The Number That Actually Matters: A 20% Haircut
If Congress does nothing, the law triggers an automatic across-the-board benefit reduction once the trust fund runs dry. Davids puts the practical impact at roughly a 20% cut, about $500 a month for the average senior. Other analysts, including economists at Stanford, have warned the haircut could land closer to 23% if nothing changes. Either way, the order of magnitude is the same.
Translate $500 a month into a year and it is about $6,000. For most retirees, that is concrete: several months of groceries, a full property tax bill, or a meaningful share of annual prescription costs. Average household spending ran $78,535 in 2024, and seniors typically spend below that average, which makes a $6,000 gap a real budget event.
Why does this one number outweigh everything else? Because Social Security is doing more heavy lifting than ever. As of the first quarter of this year, Social Security made up 31.9% of all transfer income Americans receive, and the personal savings rate has slipped to 3.9%, down from 6.2% two years ago. Households have less cushion to absorb a cut than they did a couple of years ago.
How the Cut Would Ripple Through Retirement
Annual cost-of-living adjustments will not save anyone from a structural cut. The 2026 COLA came in at 2.8%, which keeps pace with inflation but does not build a buffer. Meanwhile, CPI keeps grinding higher: the headline index reached 335.123 in May, well above where it sat a year earlier. A 20% benefit reduction stacked on top of that erodes purchasing power in two directions at once.
For retirees with an IRA or 401(k), a benefit cut also changes withdrawal math.

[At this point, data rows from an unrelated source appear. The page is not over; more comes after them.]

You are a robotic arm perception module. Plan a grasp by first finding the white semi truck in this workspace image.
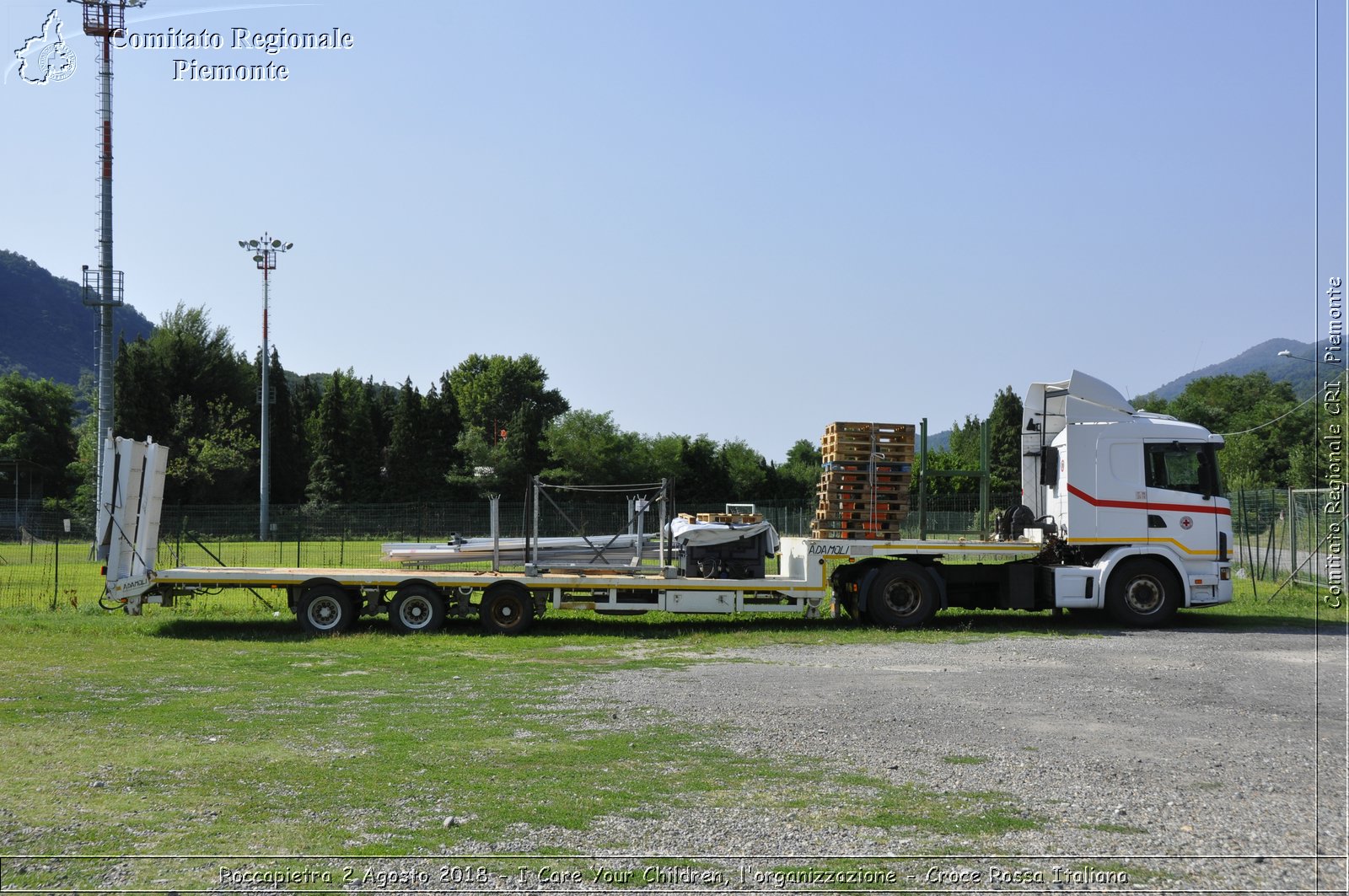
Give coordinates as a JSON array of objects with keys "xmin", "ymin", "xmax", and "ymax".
[{"xmin": 99, "ymin": 371, "xmax": 1232, "ymax": 634}]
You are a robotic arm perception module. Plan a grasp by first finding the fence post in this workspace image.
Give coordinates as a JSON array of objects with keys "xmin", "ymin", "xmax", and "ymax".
[{"xmin": 1286, "ymin": 489, "xmax": 1298, "ymax": 577}]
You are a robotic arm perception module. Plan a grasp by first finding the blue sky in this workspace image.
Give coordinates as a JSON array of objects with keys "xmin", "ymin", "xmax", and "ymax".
[{"xmin": 0, "ymin": 0, "xmax": 1345, "ymax": 460}]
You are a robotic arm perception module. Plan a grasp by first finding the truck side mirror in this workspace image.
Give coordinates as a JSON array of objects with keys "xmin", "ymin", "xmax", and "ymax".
[{"xmin": 1040, "ymin": 445, "xmax": 1059, "ymax": 486}]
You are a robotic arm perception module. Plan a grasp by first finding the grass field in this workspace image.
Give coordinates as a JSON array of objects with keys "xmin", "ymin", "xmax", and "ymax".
[{"xmin": 0, "ymin": 588, "xmax": 1345, "ymax": 891}]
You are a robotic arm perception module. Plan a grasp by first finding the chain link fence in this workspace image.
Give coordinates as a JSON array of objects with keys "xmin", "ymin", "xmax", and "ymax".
[{"xmin": 0, "ymin": 490, "xmax": 1346, "ymax": 610}]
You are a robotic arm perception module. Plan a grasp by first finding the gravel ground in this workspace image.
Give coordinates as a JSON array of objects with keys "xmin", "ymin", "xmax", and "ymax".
[{"xmin": 469, "ymin": 630, "xmax": 1346, "ymax": 892}]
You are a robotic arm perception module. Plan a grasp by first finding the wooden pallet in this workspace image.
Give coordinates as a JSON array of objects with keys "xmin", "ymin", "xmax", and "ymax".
[
  {"xmin": 811, "ymin": 526, "xmax": 902, "ymax": 541},
  {"xmin": 696, "ymin": 512, "xmax": 764, "ymax": 523},
  {"xmin": 825, "ymin": 460, "xmax": 913, "ymax": 474},
  {"xmin": 814, "ymin": 510, "xmax": 909, "ymax": 529},
  {"xmin": 820, "ymin": 445, "xmax": 913, "ymax": 467},
  {"xmin": 825, "ymin": 422, "xmax": 913, "ymax": 438},
  {"xmin": 816, "ymin": 501, "xmax": 909, "ymax": 517},
  {"xmin": 814, "ymin": 483, "xmax": 909, "ymax": 503},
  {"xmin": 820, "ymin": 469, "xmax": 913, "ymax": 486}
]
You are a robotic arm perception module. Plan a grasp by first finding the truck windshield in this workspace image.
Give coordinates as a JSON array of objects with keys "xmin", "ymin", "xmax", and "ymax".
[{"xmin": 1147, "ymin": 441, "xmax": 1223, "ymax": 498}]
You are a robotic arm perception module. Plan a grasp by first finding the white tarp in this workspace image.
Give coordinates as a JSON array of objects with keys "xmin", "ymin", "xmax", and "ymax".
[{"xmin": 669, "ymin": 517, "xmax": 778, "ymax": 553}]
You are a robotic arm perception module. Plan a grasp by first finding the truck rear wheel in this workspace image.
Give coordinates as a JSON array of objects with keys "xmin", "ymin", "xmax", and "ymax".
[
  {"xmin": 1104, "ymin": 557, "xmax": 1180, "ymax": 629},
  {"xmin": 866, "ymin": 560, "xmax": 936, "ymax": 629},
  {"xmin": 477, "ymin": 583, "xmax": 535, "ymax": 634},
  {"xmin": 389, "ymin": 584, "xmax": 445, "ymax": 634},
  {"xmin": 295, "ymin": 584, "xmax": 356, "ymax": 634}
]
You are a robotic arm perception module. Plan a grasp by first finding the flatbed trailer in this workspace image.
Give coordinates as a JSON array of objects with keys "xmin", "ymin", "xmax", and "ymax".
[
  {"xmin": 99, "ymin": 373, "xmax": 1232, "ymax": 634},
  {"xmin": 110, "ymin": 539, "xmax": 1037, "ymax": 634}
]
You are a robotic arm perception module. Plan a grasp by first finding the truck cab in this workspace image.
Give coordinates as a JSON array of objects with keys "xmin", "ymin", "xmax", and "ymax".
[{"xmin": 1021, "ymin": 371, "xmax": 1232, "ymax": 624}]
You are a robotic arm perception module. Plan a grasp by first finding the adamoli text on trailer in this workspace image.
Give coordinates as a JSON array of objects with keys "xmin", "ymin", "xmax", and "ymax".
[{"xmin": 99, "ymin": 371, "xmax": 1232, "ymax": 634}]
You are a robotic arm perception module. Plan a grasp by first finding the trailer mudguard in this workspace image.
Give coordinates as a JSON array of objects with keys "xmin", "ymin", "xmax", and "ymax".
[{"xmin": 857, "ymin": 557, "xmax": 947, "ymax": 613}]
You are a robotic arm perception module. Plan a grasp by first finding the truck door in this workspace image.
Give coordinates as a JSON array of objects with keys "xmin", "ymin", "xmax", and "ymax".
[{"xmin": 1144, "ymin": 441, "xmax": 1225, "ymax": 561}]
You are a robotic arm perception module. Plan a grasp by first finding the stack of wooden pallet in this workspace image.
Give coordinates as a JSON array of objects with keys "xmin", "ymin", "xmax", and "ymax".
[{"xmin": 811, "ymin": 422, "xmax": 913, "ymax": 539}]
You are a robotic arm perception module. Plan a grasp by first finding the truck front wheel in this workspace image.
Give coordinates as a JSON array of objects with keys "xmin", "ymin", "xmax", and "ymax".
[
  {"xmin": 389, "ymin": 584, "xmax": 445, "ymax": 634},
  {"xmin": 1104, "ymin": 557, "xmax": 1180, "ymax": 629},
  {"xmin": 866, "ymin": 560, "xmax": 936, "ymax": 629},
  {"xmin": 297, "ymin": 584, "xmax": 356, "ymax": 634},
  {"xmin": 477, "ymin": 583, "xmax": 535, "ymax": 634}
]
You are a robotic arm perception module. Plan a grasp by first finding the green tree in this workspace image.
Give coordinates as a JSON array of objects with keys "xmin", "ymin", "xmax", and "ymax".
[
  {"xmin": 443, "ymin": 353, "xmax": 569, "ymax": 494},
  {"xmin": 267, "ymin": 346, "xmax": 310, "ymax": 505},
  {"xmin": 166, "ymin": 395, "xmax": 258, "ymax": 503},
  {"xmin": 777, "ymin": 438, "xmax": 823, "ymax": 501},
  {"xmin": 0, "ymin": 373, "xmax": 77, "ymax": 510},
  {"xmin": 542, "ymin": 409, "xmax": 641, "ymax": 486},
  {"xmin": 1136, "ymin": 371, "xmax": 1317, "ymax": 489},
  {"xmin": 113, "ymin": 303, "xmax": 258, "ymax": 503},
  {"xmin": 717, "ymin": 440, "xmax": 773, "ymax": 501},
  {"xmin": 305, "ymin": 371, "xmax": 352, "ymax": 505},
  {"xmin": 989, "ymin": 386, "xmax": 1024, "ymax": 496}
]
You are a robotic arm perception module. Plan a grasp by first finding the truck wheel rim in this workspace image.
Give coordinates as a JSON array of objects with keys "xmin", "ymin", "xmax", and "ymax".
[
  {"xmin": 1124, "ymin": 577, "xmax": 1165, "ymax": 613},
  {"xmin": 398, "ymin": 597, "xmax": 430, "ymax": 629},
  {"xmin": 309, "ymin": 597, "xmax": 341, "ymax": 629},
  {"xmin": 885, "ymin": 582, "xmax": 922, "ymax": 615}
]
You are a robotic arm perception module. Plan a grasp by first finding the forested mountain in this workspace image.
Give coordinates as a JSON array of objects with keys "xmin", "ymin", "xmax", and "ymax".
[
  {"xmin": 1151, "ymin": 339, "xmax": 1320, "ymax": 400},
  {"xmin": 0, "ymin": 249, "xmax": 153, "ymax": 386}
]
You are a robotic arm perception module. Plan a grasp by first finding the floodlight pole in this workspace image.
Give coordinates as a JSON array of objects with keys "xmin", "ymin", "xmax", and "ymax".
[
  {"xmin": 70, "ymin": 0, "xmax": 144, "ymax": 512},
  {"xmin": 239, "ymin": 233, "xmax": 294, "ymax": 541}
]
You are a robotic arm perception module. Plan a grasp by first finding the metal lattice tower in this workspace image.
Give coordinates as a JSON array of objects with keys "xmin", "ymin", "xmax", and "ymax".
[
  {"xmin": 239, "ymin": 233, "xmax": 294, "ymax": 541},
  {"xmin": 70, "ymin": 0, "xmax": 144, "ymax": 518}
]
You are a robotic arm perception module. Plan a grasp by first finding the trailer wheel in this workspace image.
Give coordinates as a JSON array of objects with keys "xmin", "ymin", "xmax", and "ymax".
[
  {"xmin": 866, "ymin": 560, "xmax": 936, "ymax": 629},
  {"xmin": 389, "ymin": 584, "xmax": 445, "ymax": 634},
  {"xmin": 297, "ymin": 584, "xmax": 356, "ymax": 634},
  {"xmin": 1104, "ymin": 557, "xmax": 1180, "ymax": 629},
  {"xmin": 477, "ymin": 583, "xmax": 535, "ymax": 634}
]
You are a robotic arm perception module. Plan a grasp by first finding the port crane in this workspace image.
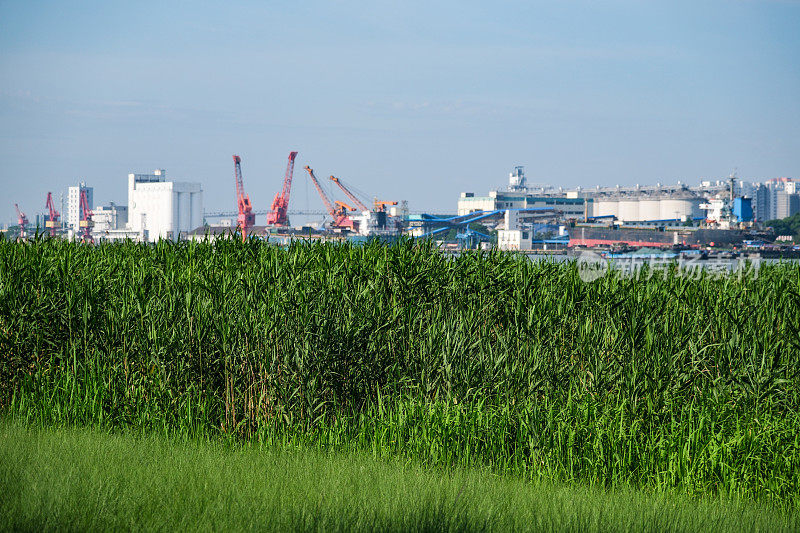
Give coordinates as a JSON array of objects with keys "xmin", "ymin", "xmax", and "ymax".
[
  {"xmin": 331, "ymin": 176, "xmax": 397, "ymax": 213},
  {"xmin": 14, "ymin": 204, "xmax": 28, "ymax": 238},
  {"xmin": 79, "ymin": 188, "xmax": 94, "ymax": 242},
  {"xmin": 331, "ymin": 176, "xmax": 369, "ymax": 211},
  {"xmin": 304, "ymin": 165, "xmax": 356, "ymax": 230},
  {"xmin": 233, "ymin": 155, "xmax": 256, "ymax": 240},
  {"xmin": 45, "ymin": 191, "xmax": 61, "ymax": 237},
  {"xmin": 267, "ymin": 152, "xmax": 297, "ymax": 226}
]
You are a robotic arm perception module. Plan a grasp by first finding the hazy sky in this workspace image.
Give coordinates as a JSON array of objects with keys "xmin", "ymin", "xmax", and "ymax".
[{"xmin": 0, "ymin": 0, "xmax": 800, "ymax": 222}]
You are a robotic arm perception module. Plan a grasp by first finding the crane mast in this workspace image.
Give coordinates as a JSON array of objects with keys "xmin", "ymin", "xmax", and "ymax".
[
  {"xmin": 233, "ymin": 155, "xmax": 256, "ymax": 240},
  {"xmin": 45, "ymin": 191, "xmax": 61, "ymax": 237},
  {"xmin": 305, "ymin": 165, "xmax": 355, "ymax": 229},
  {"xmin": 14, "ymin": 204, "xmax": 28, "ymax": 238},
  {"xmin": 267, "ymin": 152, "xmax": 297, "ymax": 226},
  {"xmin": 80, "ymin": 188, "xmax": 94, "ymax": 242},
  {"xmin": 331, "ymin": 176, "xmax": 369, "ymax": 211}
]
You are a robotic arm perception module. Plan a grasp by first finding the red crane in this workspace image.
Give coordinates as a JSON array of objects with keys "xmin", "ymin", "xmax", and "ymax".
[
  {"xmin": 80, "ymin": 188, "xmax": 94, "ymax": 242},
  {"xmin": 14, "ymin": 204, "xmax": 28, "ymax": 237},
  {"xmin": 305, "ymin": 165, "xmax": 356, "ymax": 230},
  {"xmin": 233, "ymin": 155, "xmax": 256, "ymax": 240},
  {"xmin": 331, "ymin": 176, "xmax": 369, "ymax": 211},
  {"xmin": 331, "ymin": 176, "xmax": 397, "ymax": 212},
  {"xmin": 45, "ymin": 192, "xmax": 61, "ymax": 237},
  {"xmin": 267, "ymin": 152, "xmax": 297, "ymax": 226}
]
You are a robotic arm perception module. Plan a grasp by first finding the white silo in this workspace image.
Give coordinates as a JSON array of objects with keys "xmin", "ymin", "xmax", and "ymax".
[
  {"xmin": 639, "ymin": 196, "xmax": 661, "ymax": 221},
  {"xmin": 619, "ymin": 198, "xmax": 639, "ymax": 222}
]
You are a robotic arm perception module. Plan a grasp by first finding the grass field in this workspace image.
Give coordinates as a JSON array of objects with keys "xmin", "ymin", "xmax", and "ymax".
[
  {"xmin": 0, "ymin": 239, "xmax": 800, "ymax": 524},
  {"xmin": 0, "ymin": 424, "xmax": 800, "ymax": 532}
]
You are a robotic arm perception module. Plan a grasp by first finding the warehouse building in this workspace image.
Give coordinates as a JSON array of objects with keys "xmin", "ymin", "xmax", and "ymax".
[{"xmin": 128, "ymin": 169, "xmax": 203, "ymax": 242}]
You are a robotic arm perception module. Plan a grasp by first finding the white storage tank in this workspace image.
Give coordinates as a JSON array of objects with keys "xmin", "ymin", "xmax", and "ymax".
[
  {"xmin": 639, "ymin": 197, "xmax": 661, "ymax": 221},
  {"xmin": 661, "ymin": 198, "xmax": 700, "ymax": 219},
  {"xmin": 592, "ymin": 198, "xmax": 619, "ymax": 218},
  {"xmin": 619, "ymin": 198, "xmax": 639, "ymax": 222}
]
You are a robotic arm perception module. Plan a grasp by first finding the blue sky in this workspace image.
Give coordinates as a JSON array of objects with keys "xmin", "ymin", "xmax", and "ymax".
[{"xmin": 0, "ymin": 0, "xmax": 800, "ymax": 222}]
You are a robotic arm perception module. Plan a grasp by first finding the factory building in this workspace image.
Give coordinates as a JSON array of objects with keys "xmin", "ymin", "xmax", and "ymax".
[
  {"xmin": 458, "ymin": 167, "xmax": 593, "ymax": 219},
  {"xmin": 92, "ymin": 202, "xmax": 128, "ymax": 234},
  {"xmin": 128, "ymin": 169, "xmax": 203, "ymax": 242},
  {"xmin": 458, "ymin": 191, "xmax": 593, "ymax": 219},
  {"xmin": 66, "ymin": 182, "xmax": 94, "ymax": 231}
]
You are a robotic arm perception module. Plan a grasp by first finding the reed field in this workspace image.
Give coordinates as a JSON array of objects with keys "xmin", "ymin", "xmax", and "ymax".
[
  {"xmin": 0, "ymin": 424, "xmax": 800, "ymax": 533},
  {"xmin": 0, "ymin": 239, "xmax": 800, "ymax": 510}
]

Pulling an extra $6,000 a year from a portfolio to plug the gap may push you into a higher tax bracket, increase the share of Social Security that becomes taxable, or accelerate the drawdown of accounts you hoped to leave to heirs.
What Congress Could Actually Do
Davids frames the choice as either increasing revenue or cutting benefits, and says her preference is to raise revenue by asking higher earners to pay more. The broader toolkit Congress can pull from includes four levers:
- Raise the payroll tax cap. In 2026, earnings above $184,500 are not taxed for Social Security. Lifting that ceiling brings in more revenue without touching benefits.
- Reduce benefits, either across the board or targeted at higher earners. Polling shows 61% of Americans support trimming benefits for higher earners to protect lower-income retirees.
- Improve the trust funds’ investment returns, a smaller lever but one that is part of the conversation.
- Form a bipartisan commission to package reforms together. Representatives Tom Suozzi and Tom Cole have introduced legislation to create exactly that.
What to Focus On Before You React
The hardest mistake to undo is claiming Social Security early out of fear. Filing at 62 instead of full retirement age permanently reduces your monthly benefit by roughly 30%, and that reduction compounds for the rest of your life. A potential 20% legislative cut years from now is not worth locking in a guaranteed 30% personal cut today.
The more useful move is to stress-test your plan. Ask what your budget looks like if your benefit dropped by $500 a month starting in 2032. If the answer is tight but workable, you have time. If the answer is alarming, that is information worth acting on now, whether that means trimming fixed costs, delaying claiming, or rebalancing how you draw from savings.
Every household’s numbers land differently. Small details, such as marital status, pension income, or state taxes, can shift the picture more than headlines suggest. Know your own math before Congress finishes writing theirs.